Reliance on the power of the constitution will not be enough to guide strategies of defense against tyranny. And one other point. The chaos of the transition suggests that this highly personalized movement, having turned its back on political convention, will introduce a dynamic disorganization into government that will put orderly decision-making at risk.

Competing centers of power and distorted chains of command were endemic to fascist regimes, exposing unregulated spaces for radical forces to exploit.

2. Figures of the enemy

In Italy and Germany alike, fascist regimes were carried to power on the promise to vanquish the threat of communism, physically as well as politically. Hence the systematic violence that paved their way to power, and its unrestrained scale and intensity after they took over.

Exploiting widespread stereotypes, Nazi propaganda elided “opponent” with “enemy” and “criminal.” It identified “the communist” and “the Jew” as a composite figure of limitless threat and subversion who had to be eliminated from the body politic.

For all the difference between the organized communist party of Germany and the diffuse Muslim and immigrant presence in the U.S., America’s political discourse has proved vulnerable to similarly intensified images of “the Muslim terrorist” that are in essence no less troubling.

In fact, Trump’s campaign played with great success on the double equation Muslim/terrorist and immigrant/criminal, proposing excision as the solution to both. An absolute priority is to force apart these tendentious and dangerous elisions, and to refuse militarized frontiers and mass deportations.

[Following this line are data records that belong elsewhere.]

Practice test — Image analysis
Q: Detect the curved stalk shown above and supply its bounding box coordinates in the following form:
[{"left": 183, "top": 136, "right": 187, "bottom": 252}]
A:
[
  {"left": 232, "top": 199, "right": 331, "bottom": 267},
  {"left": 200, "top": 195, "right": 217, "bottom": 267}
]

Benito Mussolini and Adolf Hitler stand together on an reviewing stand during Mussolini's official visit in Munich, 31 December 1936. Jane Caplan writes that in Germany and Italy in the 1920s and 1930s, the fascist dictators were eased into power by the patronage of elites who were unable to control the pressures of popular democracy through the existing mechanisms of political parties and the state. Today’s atrophied systems of political organization and representation are also struggling to maintain their authority. The situation is by no means as critical, but Trump’s initial success has been built on the exhaustion of the resources of the US party system, Democrat as well as Republican. MUZEJ REVOLUCIJE NARODNOSTI JUGOSLAVIJE

3. Whose interests?

In the 1920s and 1930s, Marxist theorists held fascism to be a mass movement exploited by capitalism to protect itself politically from the threat of communism. But the idea that fascism was not what it seemed was more widespread than this.

Numerous commentators from across the political spectrum also warned that these movements that claimed to represent the interests of a wide spectrum of ordinary members and supporters had neither the intention nor the capacity to deliver on their incompatible promises. But once in power, maintaining the façade of that unity was what drove the violent repression of dissent.

The current globally mobile power of financialized neo-liberal capitalism does not, on the face of it, seem to need the defense of a fascist mobilization. It has sucked what it needs from the body of liberal states, and has been allowed to ignore the remnant claims of their weakened fiscal institutions with staggering ease.

Whether it can continue to do this is at least in part an international question that cannot be resolved by the actions of a single state.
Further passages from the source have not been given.